Un anniversaire intersidéral pour un chef-d’œuvre signé Ridley Scott
Difficile de croire que cela fait déjà dix ans que « Seul sur Mars » a atterri dans les salles françaises. À l’époque, nombreux étaient ceux intrigués par la promesse d’une aventure spatiale… et le retour de Matt Damon dans l’espace un an après « Interstellar ». Ce film, adaptation du best-seller d’Andy Weir par le grand Ridley Scott, a marqué d’une pierre rouge (martienne, évidemment) une nouvelle étape dans l’exploration cinématographique de l’espace.
Que l’on soit passionné de science-fiction ou amateur occasionnel de sensations fortes, « Seul sur Mars » a su fédérer tout le monde : une note moyenne de 4 sur 5 décrochée auprès des spectateurs d’AlloCiné, plus de 2,5 millions d’entrées en France… et des critiques qui ne tarissaient pas d’éloges sur cette aventure aussi haletante que drôle.
Matt Damon, Robinson Crusoé de la planète rouge (et champion de la patate)
Le pitch a de quoi faire sourire… mais Matt Damon prouve qu’il sait s’approprier même les scénarios les plus improbables. Astronaute laissé pour mort et abandonné sur Mars après une tempête, son personnage, Mark Watney, se retrouve isolé sur une planète où, surprise, il n’y a ni wifi ni épicerie bio. Plutôt que de sombrer dans le désespoir, Mark va devoir rivaliser d’intelligence et d’ingéniosité pour survivre.
La scène culte ? Celle où il cultive des patates pour subsister, transformant la vie quotidienne sur Mars en une masterclass de débrouillardise. Non, ce n’est pas une farce : Matt Damon-potagiste, c’est validé !

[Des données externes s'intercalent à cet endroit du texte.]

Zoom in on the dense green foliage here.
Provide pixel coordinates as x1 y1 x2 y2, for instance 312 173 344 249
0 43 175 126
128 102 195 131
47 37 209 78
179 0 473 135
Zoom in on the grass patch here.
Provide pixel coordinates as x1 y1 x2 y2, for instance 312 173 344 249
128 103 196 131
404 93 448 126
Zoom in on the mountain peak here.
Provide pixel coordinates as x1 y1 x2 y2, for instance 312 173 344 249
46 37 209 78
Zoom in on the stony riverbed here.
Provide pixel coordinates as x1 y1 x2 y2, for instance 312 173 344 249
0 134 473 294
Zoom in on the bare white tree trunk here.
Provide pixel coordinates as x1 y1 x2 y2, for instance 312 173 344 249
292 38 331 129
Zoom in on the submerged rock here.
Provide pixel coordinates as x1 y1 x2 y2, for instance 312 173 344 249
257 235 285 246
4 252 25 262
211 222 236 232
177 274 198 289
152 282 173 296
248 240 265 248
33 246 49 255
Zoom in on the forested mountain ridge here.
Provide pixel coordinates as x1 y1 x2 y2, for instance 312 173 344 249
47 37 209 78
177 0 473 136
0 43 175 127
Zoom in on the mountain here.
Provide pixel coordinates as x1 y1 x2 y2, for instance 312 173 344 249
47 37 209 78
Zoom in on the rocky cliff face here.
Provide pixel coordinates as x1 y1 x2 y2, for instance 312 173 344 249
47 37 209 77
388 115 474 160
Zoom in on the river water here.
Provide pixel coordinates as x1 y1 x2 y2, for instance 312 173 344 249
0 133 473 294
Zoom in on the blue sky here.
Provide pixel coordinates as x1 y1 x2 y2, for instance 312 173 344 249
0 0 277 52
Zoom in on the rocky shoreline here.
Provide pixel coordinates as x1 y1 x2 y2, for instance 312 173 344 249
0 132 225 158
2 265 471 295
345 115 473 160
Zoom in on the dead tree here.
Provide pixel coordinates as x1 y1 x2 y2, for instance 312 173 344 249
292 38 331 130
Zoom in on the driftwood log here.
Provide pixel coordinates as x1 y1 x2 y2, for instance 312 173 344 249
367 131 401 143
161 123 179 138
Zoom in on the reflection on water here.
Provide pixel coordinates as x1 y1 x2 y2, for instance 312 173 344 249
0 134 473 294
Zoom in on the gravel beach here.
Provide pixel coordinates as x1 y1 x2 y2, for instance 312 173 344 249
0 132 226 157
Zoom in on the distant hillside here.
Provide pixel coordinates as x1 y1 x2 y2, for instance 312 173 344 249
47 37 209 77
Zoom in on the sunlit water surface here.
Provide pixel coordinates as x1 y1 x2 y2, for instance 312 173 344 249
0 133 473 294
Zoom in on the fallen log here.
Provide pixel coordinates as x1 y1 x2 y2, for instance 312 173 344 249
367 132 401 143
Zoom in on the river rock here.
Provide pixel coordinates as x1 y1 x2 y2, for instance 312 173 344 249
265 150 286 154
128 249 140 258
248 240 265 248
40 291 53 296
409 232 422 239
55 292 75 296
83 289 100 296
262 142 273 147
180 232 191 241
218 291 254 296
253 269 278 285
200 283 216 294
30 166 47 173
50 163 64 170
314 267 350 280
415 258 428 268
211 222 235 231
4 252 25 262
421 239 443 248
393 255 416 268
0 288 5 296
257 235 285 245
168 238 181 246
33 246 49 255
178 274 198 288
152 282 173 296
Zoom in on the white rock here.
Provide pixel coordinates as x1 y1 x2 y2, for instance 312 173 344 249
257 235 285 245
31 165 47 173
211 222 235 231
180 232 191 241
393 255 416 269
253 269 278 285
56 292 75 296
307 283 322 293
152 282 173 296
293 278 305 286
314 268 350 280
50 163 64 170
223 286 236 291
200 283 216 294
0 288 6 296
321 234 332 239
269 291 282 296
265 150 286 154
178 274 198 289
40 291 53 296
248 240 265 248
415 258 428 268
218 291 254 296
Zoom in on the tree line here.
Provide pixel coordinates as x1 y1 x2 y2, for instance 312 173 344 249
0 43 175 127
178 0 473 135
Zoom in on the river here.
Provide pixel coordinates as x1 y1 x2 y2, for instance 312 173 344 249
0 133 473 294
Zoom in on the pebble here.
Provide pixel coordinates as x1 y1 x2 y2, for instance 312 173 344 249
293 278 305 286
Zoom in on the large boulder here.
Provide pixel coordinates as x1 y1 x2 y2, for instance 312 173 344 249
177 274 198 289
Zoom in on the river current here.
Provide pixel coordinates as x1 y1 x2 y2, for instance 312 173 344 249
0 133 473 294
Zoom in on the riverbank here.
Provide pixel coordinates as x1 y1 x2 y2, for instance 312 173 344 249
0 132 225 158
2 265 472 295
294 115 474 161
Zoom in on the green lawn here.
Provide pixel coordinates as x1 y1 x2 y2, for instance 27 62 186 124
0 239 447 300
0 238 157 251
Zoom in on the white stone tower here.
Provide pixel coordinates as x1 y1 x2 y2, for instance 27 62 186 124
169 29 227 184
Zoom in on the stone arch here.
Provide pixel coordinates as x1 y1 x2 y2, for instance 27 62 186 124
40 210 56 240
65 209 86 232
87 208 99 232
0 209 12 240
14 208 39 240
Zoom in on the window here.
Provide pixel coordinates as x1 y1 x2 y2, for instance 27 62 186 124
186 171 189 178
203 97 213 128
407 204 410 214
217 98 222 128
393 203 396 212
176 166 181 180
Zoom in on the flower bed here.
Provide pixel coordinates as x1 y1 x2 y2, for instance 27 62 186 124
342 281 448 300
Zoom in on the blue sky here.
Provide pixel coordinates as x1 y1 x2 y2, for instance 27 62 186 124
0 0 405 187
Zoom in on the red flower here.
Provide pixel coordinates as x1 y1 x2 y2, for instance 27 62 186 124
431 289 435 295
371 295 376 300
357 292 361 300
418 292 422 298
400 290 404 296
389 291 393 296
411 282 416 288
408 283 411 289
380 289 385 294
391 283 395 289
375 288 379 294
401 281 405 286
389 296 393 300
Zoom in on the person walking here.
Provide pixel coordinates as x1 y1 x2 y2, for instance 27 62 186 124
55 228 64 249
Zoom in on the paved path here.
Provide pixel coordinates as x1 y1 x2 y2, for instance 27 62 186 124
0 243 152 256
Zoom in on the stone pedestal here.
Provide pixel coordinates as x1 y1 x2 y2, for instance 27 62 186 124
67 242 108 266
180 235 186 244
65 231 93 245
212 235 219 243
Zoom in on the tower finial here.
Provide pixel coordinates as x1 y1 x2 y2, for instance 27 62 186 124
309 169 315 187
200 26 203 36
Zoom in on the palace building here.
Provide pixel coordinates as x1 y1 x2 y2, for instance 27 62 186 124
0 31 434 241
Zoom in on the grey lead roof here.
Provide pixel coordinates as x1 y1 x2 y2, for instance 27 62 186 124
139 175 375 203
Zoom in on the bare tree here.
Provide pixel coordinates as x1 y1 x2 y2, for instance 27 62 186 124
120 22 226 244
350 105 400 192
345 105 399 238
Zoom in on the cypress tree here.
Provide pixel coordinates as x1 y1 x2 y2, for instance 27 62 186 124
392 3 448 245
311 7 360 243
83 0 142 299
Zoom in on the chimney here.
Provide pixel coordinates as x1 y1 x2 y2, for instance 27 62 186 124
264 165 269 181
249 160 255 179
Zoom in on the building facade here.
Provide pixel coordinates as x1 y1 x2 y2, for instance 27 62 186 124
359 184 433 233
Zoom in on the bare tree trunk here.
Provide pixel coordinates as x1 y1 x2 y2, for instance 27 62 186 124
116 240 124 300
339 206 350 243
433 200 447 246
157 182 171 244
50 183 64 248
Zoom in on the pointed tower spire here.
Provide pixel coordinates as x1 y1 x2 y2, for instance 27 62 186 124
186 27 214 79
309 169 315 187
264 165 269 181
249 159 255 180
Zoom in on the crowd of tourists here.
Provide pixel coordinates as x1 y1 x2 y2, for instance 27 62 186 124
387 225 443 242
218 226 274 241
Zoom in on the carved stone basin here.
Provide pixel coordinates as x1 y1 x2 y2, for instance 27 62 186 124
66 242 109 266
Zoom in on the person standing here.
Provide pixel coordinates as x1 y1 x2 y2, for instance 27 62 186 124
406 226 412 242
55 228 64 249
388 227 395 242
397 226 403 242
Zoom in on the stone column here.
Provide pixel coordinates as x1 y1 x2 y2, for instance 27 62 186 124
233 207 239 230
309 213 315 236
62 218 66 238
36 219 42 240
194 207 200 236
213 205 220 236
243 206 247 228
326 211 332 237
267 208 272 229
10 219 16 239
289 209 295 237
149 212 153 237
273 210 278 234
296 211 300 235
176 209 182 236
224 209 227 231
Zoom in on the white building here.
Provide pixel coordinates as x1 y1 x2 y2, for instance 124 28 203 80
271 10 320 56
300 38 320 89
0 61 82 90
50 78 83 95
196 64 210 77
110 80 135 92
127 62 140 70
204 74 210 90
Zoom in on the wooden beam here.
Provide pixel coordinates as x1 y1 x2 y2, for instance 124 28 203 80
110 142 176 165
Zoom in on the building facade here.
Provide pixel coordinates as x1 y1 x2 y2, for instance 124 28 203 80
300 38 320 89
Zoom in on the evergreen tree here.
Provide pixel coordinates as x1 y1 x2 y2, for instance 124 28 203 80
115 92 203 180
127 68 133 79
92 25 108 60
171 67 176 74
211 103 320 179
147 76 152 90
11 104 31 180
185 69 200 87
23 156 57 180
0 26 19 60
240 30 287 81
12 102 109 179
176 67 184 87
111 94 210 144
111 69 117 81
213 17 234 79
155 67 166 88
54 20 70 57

L’art de l’authenticité : de la NASA aux hangars terriens
Pour donner vie à cette odyssée martienne, Ridley Scott et son équipe n’ont pas lésiné sur la crédibilité. Le film a bénéficié du soutien de la NASA, ajoutant une vraie couche de réalisme à l’aventure. Côté costumes, Matt Damon a porté des tenues pesant jusqu’à 45 kilos – de quoi donner des sueurs froides aux adeptes du fitness terrien !
Le décor de Mars, loin d’avoir été tourné sur place (on manque encore un peu de moyens de transport), a été magistralement reconstitué dans un gigantesque hangar. Un sol en polystyrène reproduisant l’aspect du sable, des rochers ocre disséminés ici et là, une bonne dose de terre rouge et une invasion de vapeur pour simuler la brume : le souci du détail était au rendez-vous. Le résultat ? Un Mars plus vrai que nature, à s’y méprendre.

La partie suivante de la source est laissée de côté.